Recycling is About Economics, Not Technology
“Is this recyclable?” The question seems to come up often while cleaning up after a party. Unfortunately, it’s rarely a straightforward answer, and counter to common assumptions, it is rarely a question of technical capabilities. Instead, it is a question of economics and market demand.
For example, up until 2018 China purchased nearly 100% of the US’s collected plastics. The country was growing fast and desperate for raw materials. Shipping containers of recycled plastic were sent across the Pacific Ocean. The contents were notoriously impure, as a result of our country’s inadequate recycling infrastructure, resulting in comingled items of various resin types and other debris. China had the labor and the demand to justify sorting out the truly valuable plastics and incinerating the rest.

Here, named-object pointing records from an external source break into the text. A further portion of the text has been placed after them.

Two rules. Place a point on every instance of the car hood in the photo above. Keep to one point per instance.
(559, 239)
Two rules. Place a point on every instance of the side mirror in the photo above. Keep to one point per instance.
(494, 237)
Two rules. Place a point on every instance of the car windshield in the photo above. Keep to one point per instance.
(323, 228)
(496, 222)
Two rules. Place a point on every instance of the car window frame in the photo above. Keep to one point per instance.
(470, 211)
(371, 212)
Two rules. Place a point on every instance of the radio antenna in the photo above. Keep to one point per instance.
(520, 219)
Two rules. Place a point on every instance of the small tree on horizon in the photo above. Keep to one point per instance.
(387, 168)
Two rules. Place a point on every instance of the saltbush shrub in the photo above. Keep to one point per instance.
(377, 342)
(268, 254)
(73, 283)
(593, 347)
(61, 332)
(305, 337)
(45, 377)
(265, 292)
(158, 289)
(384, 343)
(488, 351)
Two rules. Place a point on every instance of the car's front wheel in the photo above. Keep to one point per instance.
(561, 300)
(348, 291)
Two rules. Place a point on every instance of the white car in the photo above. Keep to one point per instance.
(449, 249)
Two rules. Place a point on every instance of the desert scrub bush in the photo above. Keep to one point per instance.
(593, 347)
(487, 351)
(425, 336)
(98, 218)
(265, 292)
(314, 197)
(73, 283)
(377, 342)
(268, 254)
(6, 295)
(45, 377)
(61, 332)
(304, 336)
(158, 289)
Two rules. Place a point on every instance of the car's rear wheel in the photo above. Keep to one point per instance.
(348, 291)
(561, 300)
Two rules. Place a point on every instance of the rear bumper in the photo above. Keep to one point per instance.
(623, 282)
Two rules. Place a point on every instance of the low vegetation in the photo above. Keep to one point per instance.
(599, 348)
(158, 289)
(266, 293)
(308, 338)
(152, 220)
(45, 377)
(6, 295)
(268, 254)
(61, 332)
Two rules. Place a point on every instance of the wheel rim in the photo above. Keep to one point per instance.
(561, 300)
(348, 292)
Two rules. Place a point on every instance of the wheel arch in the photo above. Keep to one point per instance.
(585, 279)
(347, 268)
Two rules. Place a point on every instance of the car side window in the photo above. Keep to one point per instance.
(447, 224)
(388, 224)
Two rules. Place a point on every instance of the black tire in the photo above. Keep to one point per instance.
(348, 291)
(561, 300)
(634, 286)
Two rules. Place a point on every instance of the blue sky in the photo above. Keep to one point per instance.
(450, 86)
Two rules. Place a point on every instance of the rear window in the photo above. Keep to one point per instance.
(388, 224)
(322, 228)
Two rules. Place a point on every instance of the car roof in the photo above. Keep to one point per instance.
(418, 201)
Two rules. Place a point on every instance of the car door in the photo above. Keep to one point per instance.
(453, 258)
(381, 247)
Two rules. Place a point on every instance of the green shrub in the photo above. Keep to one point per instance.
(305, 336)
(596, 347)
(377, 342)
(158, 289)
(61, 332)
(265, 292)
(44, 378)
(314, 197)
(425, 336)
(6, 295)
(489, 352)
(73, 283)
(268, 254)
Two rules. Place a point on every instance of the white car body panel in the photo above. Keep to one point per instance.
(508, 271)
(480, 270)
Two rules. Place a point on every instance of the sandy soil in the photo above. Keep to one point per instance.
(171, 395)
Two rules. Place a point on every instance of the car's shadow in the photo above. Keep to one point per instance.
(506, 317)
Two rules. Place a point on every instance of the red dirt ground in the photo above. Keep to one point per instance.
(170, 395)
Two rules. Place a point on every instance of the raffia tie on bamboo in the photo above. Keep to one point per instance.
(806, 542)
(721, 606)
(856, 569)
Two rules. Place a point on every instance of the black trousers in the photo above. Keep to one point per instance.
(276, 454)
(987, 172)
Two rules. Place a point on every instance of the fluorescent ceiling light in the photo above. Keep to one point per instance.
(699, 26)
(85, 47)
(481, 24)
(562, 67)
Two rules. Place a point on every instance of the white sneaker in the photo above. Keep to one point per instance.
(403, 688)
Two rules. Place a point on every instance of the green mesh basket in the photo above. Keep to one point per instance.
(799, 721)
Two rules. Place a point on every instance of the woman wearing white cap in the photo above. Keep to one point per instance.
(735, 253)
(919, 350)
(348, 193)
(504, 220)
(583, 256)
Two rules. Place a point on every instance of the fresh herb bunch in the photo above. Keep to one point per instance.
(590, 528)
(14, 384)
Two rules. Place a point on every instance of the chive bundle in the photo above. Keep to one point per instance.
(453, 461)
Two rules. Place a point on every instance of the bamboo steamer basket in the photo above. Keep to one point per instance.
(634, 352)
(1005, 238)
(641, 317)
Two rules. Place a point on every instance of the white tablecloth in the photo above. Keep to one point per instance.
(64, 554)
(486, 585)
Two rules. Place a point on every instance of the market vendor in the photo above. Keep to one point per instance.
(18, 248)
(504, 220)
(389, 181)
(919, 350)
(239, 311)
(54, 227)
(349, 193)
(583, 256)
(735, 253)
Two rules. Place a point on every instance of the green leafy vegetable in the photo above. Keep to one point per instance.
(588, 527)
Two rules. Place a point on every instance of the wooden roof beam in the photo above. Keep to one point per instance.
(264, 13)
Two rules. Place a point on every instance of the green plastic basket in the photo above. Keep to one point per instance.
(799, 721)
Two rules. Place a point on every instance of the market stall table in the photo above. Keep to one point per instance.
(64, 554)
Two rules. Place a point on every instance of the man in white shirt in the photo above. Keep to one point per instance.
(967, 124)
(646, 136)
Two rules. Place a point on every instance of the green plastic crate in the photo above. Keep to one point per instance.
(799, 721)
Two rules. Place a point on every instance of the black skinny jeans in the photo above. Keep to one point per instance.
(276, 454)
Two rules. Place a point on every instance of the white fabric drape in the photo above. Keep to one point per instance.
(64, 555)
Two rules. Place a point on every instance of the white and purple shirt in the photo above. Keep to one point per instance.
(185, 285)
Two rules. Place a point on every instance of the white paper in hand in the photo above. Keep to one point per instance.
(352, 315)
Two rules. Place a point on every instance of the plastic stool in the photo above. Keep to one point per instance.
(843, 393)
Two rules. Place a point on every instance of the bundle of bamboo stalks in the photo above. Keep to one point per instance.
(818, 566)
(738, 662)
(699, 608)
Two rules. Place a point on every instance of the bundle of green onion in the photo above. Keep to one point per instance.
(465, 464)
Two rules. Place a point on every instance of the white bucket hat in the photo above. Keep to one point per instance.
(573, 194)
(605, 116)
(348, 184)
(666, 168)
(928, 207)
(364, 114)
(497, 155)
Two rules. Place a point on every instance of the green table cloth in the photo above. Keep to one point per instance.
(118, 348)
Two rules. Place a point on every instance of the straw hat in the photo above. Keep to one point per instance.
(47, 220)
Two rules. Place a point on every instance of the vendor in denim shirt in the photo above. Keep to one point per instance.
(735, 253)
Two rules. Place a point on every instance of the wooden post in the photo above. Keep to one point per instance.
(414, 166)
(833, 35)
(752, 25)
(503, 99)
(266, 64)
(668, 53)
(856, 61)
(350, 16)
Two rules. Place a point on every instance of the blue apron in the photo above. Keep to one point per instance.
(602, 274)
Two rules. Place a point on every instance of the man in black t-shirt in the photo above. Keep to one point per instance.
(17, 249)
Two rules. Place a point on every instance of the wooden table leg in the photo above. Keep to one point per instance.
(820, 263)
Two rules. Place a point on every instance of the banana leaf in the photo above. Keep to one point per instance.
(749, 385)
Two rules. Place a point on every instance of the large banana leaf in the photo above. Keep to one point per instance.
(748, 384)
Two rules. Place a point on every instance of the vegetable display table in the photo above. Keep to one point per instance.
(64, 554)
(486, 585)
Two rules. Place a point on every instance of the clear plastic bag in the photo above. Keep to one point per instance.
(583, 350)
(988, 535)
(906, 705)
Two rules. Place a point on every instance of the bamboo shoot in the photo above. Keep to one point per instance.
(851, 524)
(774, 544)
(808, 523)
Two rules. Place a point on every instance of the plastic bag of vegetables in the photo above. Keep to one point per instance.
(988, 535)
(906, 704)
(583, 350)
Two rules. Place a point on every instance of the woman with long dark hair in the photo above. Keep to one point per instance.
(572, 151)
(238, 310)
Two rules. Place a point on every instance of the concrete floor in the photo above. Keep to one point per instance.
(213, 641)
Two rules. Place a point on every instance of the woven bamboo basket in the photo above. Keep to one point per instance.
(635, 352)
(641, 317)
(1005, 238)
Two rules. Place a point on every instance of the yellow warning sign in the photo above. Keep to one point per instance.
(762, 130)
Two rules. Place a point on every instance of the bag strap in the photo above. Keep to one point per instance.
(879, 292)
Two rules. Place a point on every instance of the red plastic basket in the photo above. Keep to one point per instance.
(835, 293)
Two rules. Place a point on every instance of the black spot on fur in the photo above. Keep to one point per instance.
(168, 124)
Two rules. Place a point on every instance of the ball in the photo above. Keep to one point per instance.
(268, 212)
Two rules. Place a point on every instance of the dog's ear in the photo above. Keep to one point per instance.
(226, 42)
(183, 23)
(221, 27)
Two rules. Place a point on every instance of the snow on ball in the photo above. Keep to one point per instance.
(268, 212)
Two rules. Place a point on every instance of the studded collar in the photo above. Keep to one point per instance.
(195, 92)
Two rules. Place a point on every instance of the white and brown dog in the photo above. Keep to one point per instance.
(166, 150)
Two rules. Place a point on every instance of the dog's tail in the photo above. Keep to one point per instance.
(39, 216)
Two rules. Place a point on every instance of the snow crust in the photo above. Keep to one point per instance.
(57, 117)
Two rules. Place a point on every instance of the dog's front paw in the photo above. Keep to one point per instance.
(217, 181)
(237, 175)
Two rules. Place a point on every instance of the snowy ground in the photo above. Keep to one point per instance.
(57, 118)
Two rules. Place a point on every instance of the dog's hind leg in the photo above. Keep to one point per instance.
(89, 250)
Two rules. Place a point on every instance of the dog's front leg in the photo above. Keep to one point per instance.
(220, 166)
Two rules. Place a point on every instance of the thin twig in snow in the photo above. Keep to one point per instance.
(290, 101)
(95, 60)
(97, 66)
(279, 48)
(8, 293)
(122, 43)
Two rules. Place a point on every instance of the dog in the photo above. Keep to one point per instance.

In 2018 the Chinese government decided they were done with our “trash” and that they could obtain the raw materials more efficiently elsewhere. Literally overnight, plastics became “unrecyclable” in the US!
How could this be? If anything, the technology to return post-consumer plastics into feedstock has improved dramatically over the years. Unfortunately, for American manufacturers, it was and is still cheaper to refine oil and produce virgin plastics than it is to use recycled feedstock. It seems impossible to believe: the exploration and drilling of oil, shipping it from halfway around the world to an extremely complex and expensive refinery in Houston, where it undergoes a lengthy process before becoming virgin plastic; is still less expensive than collecting, sorting, and grinding up an old milk jug from across town!
If it wasn’t so cheap and easy to obtain oil the story would be different. The same can be said for all other manner of items. If the price of lumber skyrocketed, sofa manufacturers would clamor to obtain post-consumer couches and mattresses for disassembly and utilization of the materials in their manufacturing.
We can look at this fact optimistically, in that we as consumers can play a role in generating that market demand by prioritizing products made with post-consumer materials or even better, used and refurbished products. Refurbished tech retailers have exploded with popularity, resulting in a purchasing process as seamless as at your local Apple store. So check out your local Goodwill, online sites such as BackMarket, or even refurbished products offered by the brand, like Apple or Patagonia.
By driving demand into these areas of the market, we’ll slowly see infrastructure to support this oft-ignored backend, and ultimately a seamless recycling experience.